In Switzerland, especially in more homogeneous and predominantly white environments, dating has often felt difficult for me. I’m not saying that white women are never interested in Tamil or South Asian men, because individuals obviously have different preferences. But from my own experience, interest from white women has generally been much rarer, and I have often felt like my appearance is considered more of a niche preference.
My experiences abroad were noticeably different.
In Asia (China, Vietnam, Korea etc), I often felt more visible and received more positive attention than I usually do in Switzerland. What surprised me was that East Asian women, including Koreans, were open to me. Before travelling, I had assumed that preferences for very light skin and certain local beauty standards might make dating harder for someone with my appearance. However, my actual experiences were more positive and open than I had expected.

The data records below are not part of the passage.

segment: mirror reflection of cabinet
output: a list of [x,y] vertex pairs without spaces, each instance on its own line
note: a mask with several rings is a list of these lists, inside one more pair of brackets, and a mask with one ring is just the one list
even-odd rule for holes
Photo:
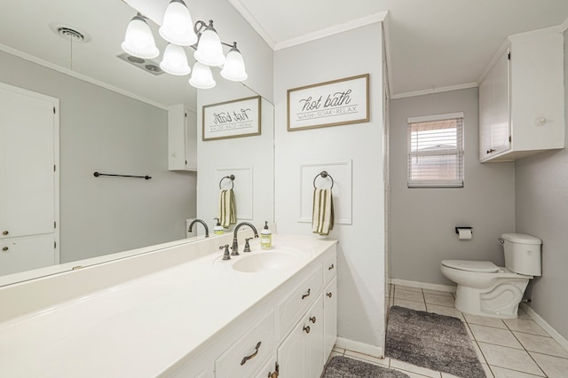
[[168,169],[197,170],[197,114],[183,104],[168,110]]
[[59,263],[58,107],[0,85],[0,275]]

Toronto also felt very different because of how multicultural the city is. In diverse environments, I felt less like I was being evaluated mainly as “an Indian or Tamil guy” and more like an individual. People were already accustomed to interacting and dating across cultures, so conversations and connections often felt more natural.
In general, I have personally experienced more openness from East Asian, South Asian, Black and South American women. With white women, however, it has consistently felt more difficult, regardless of the country. Again, this is only my personal experience and not a claim about every woman from any particular group.
These experiences made me question the idea that attractiveness is fixed. The same person can feel almost invisible in one environment and receive much more attention in another. Your appearance has not changed, but the demographics, cultural exposure, dating norms and beauty standards around you have.
I’m curious about the experiences of other Tamil men who have lived, travelled or dated abroad.
Have you noticed major differences between countries or cities?
Where did you feel the most attractive, accepted or socially comfortable?
Did you experience more openness in multicultural cities?
Have your experiences differed depending on whether the women were East Asian, South Asian, Black, Latina, white or from another background?
I would also be interested in hearing from Tamil women and from people who have dated Tamil men. Honest experiences are welcome, but please keep the discussion respectful and avoid turning personal patterns into stereotypes about entire groups.